Local researchers have presented new evidence showing that the malaria-causing mosquito is no longer sensitive to chemicals used in treating bednets or for indoor spraying.
Mosquitoes in Kenya have developed resistance to the most common chemicals derived from pyrethroids and also against DDT.
Presenting research findings at a national malaria forum in Nairobi on Monday, Dr Charles Mbogo of the Kenya Medical Research Institute (Kemri) said this could be a major blow to the country’s strategy to eradicate malaria by 2017.
“There is especially high DDT resistance in Teso and Busia areas which border Tororo in Uganda which use the chemical in cotton production,” Dr Mbogo told the Nation on the sidelines of the conference.
He said even mosquitoes in other parts of the country had built resistance to DDT, indicating that residues of the chemical, no longer in use in Kenya, were still in the soil.
This new development comes at a time most parts of the country, especially the coastal region, have been recording a significant drop in malaria deaths.
To determine how a chemical-tolerant mosquito will affect the nets as a control tool in the overall malaria reduction strategy, the World Health Organisation has commissioned a new study to be carried out in western Kenya, Benin and Cameroon.

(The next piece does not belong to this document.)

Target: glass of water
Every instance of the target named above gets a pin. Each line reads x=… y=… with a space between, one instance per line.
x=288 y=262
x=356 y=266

Treated bednets have been one of the most popular and heavily funded malaria control methods in Kenya, consuming up to 60 per cent of funds from the US President’s Malaria Initiative and 40 per cent of the Global Fund malaria package.
Preliminary studies in Benin, Dr Mbogo said, had showed that insecticide resistant mosquitoes could reduce the effectiveness of nets.
“We must not underestimate the impact this new development could have on malaria control, but immediately adopt alternatives such as the use of combination of insecticides and using chemicals on rotational systems.”
It also emerged on Monday that the fight against malaria faced new and untested structures of devolved governments.
According to the World Health Organisation’s malaria adviser in Kenya, Dr Akpaka Kalu, they have been working with the government to develop a malaria control strategy which, if successful, could be exported to other African countries.
Dr Kalu said every county would have a malaria or disease control unit that would not only require autonomy from the central government, but also adequate financial resources.
But it was not all doom and gloom from the scientists with Kemri’s Dr Patricia Njuguna saying a malaria vaccine offering 50 per cent protection for at least one year could be available in four years.